R. 23 (emphasis added). Plaintiff argues that the ALJ should not have drawn what is essentially a medical conclusion that Plaintiff's alleged non-compliance caused a worsening in his symptoms because that is a medical determination, and since glucose monitoring is intended to measure the status of the Plaintiff's diabetes rather than to treat it, it is not clear without a medical opinion whether the Plaintiff's failure to monitor his glucose levels would actually result in a worsening of his condition. Doc. 21 at 19. Plaintiff's most recent records clearly showed that he had been monitoring his glucose levels. See R. 417. Plaintiff's hearing testimony and the medical records repeatedly referred to Plaintiff's inability to afford medications/dressings for his wounds (R. 66-69) and, as the ALJ noted, Brevard Health Alliance would not provide them for free. While a controllable medical condition is generally not disabling, if the claimant cannot afford the treatment and can find no way to obtain it, poverty may excuse the non-compliance. Dawkins v. Bowen, 848 F.2d 1211, 1213 (11th Cir. 1988). On remand, the ALJ will consider Plaintiff's ability to afford the treatment for his impairments.

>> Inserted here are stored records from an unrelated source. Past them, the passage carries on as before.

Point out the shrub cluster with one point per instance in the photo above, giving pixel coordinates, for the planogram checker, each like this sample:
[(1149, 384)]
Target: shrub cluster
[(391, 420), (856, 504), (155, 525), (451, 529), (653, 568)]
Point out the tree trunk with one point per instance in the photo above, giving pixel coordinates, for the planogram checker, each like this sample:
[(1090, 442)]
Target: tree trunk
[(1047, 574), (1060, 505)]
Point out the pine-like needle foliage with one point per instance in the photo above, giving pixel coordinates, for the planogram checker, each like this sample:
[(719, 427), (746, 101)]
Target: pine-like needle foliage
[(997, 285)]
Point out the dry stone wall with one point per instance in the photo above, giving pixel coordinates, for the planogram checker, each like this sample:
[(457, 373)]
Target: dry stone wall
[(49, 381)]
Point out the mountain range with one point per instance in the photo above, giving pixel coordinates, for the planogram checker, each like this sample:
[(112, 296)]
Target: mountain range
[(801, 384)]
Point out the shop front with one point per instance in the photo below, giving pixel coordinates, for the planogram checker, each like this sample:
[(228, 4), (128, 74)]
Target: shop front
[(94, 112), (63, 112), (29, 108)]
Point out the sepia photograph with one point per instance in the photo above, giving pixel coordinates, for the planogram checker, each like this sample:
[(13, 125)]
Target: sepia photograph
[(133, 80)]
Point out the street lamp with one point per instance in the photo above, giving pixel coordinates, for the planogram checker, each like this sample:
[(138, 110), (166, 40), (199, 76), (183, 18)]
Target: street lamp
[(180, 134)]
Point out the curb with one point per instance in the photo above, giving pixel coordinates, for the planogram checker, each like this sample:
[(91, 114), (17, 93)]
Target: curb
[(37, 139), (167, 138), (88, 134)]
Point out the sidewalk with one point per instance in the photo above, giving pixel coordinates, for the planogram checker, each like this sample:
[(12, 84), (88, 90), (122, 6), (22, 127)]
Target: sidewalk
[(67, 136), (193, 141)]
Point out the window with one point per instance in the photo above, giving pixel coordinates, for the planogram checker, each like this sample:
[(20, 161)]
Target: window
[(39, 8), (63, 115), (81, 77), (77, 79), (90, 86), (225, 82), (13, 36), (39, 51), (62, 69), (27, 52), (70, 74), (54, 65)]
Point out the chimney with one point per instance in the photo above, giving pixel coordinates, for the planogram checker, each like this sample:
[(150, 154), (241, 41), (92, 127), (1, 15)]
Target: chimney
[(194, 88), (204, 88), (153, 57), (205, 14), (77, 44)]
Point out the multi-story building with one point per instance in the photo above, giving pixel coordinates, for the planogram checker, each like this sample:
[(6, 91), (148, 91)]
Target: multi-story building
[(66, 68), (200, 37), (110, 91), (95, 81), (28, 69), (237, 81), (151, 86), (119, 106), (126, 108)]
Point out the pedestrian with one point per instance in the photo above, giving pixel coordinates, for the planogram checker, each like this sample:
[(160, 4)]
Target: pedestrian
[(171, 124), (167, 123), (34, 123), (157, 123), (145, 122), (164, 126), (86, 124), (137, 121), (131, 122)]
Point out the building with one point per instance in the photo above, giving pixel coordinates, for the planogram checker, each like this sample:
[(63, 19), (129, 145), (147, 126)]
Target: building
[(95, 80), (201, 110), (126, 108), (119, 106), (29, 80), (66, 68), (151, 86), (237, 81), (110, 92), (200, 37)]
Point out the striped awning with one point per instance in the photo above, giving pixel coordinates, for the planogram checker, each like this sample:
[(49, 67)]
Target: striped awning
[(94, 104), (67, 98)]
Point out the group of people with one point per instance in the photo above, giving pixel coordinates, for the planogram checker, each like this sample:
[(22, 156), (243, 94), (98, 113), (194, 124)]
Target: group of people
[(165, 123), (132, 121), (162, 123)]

Plaintiff testified that he had not been to a neurologist or endocrinologist (despite severe diabetes and symptoms of peripheral neuropathy) due to a lack of finances. R. 69. Plaintiff argues that the ALJ erred in failing to order a consultative examination for Plaintiff's impairments or re-contacting his treating physicians at Brevard Health Alliance. The ALJ has a duty to fully and fairly develop the record. Welch v. Bowen, 854 F.2d 436, 438 (11th Cir. 1988). Plaintiff has a number of serious conditions that have not ever been addressed by a specialist since they developed, or were exacerbated, during his prison stay. On remand, the ALJ will order a consultative examination by a physician, such as an endocrinologist or neurologist, who specializes in treating individuals with diabetes and related neuropathies to determine the extent of Plaintiff's limitations and obtain the consulting physician's opinion of Plaintiff's residual functional capacity with the documented impairments. The ALJ will hold a new hearing if necessary to include such limitations in the appropriate hypothetical to the VE.

IV. CONCLUSION

For the reasons set forth above, the ALJ's decision is not supported by substantial evidence. Accordingly, the Court REVERSES and REMANDS the Commissioner's decision pursuant to sentence four of 42 U.S.C. § 405(g). The Clerk of the Court is directed to enter judgment consistent with this opinion and, thereafter, to close the file.

DONE and ORDERED.

FootNotes


1. Such ulcers are common in patients who have a history of leg swelling or a history of blood clots in either the superficial or the deep veins of the legs. See http://my.clevelandclinic.org (last visited on July 5, 2012).
2. The ALJ's statement is internally inconsistent because he goes on to cite other records of abscesses, but noting only that they were "completely healed," or there was no new pain R. 22. The ALJ also based his determination that Plaintiff was non-compliant on his failure to monitor blood sugar in prior years' treatment notes. R. 410 (June 2008). However, notes from earlier periods as well as January 2009 indicate that Plaintiff was tracking his glucose levels daily as directed. R. 417, 441.
3. Dr. Stone also erroneously noted, "There is no history of other complications from his diabetes and obesity." R. 395.